U.S. treasuries gain as inflation reading matches expectations

The US Treasury Department in Washington, DC, US, on Tuesday, June 25, 2024. The end of Fed rate increases in July 2023 was followed by a surge in expectations for rate cuts beginning this year.    (Ting Shen/Bloomberg)
By Ezra Fieser and Liz Capo McCormick Bloomberg

Treasuries gained after a reading on inflation came in as expected, leaving the Federal Reserve on track to continue cutting interest rates next month.

The gains pushed down yields by about one basis point across tenors. The rate on two-year notes — which most closely track expectations for changes to monetary policy — dipped to 3.64%, while the benchmark 10-year moved to 4.16%.

Personal consumption expenditures for August excluding food and energy rose 0.2% from the prior month, in line with analyst expectations. The measure — often called the Fed’s preferred inflation gauge — was up 2.9% on an annual basis. Separately, a gauge of consumer spending rose at a solid clip.

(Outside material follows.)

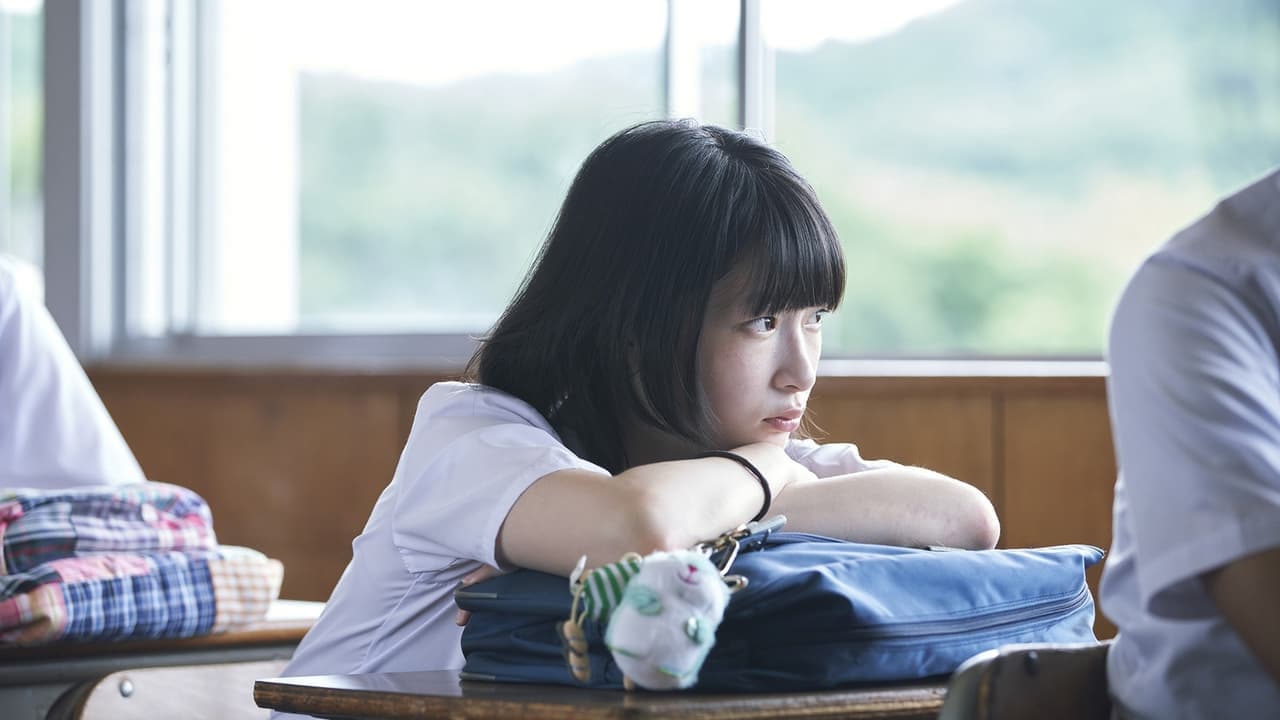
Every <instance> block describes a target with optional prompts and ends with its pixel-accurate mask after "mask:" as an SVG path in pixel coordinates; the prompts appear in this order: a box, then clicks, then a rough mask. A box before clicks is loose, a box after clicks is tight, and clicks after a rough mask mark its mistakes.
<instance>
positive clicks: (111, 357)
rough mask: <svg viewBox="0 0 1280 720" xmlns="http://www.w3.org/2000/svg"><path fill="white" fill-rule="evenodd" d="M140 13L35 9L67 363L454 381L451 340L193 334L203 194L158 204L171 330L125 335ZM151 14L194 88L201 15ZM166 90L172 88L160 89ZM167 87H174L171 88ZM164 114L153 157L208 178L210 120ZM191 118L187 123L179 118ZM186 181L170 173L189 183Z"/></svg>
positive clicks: (196, 189) (139, 206)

“These numbers look to me that they are consistent with what markets were expecting,” said James Bullard, former president of the St. Louis Fed, said on Bloomberg Television. “This leaves everything on track to have further rate cuts during the next two meetings of the FOMC.”

Yields are still higher since last week’s Fed decision to reduce borrowing costs by a quarter point to a range of 4% to 4.25%. After that decision, Chair Jerome Powell signaled policymakers would take a cautious approach to further reductions.

An index of Treasuries has fallen 0.5% since the decision through Thursday, though it is still up more than 5% this year.

Interest-rate swaps showed traders are pricing in 20 basis points of cuts at the Fed’s October meeting and a total of 38 basis points by the end of the year, unchanged from before the PCE data was released.

“This data is not hot enough to worry the Fed, so they can still look through tariff effects,” said Kim Rupert, an economist at Action Economics.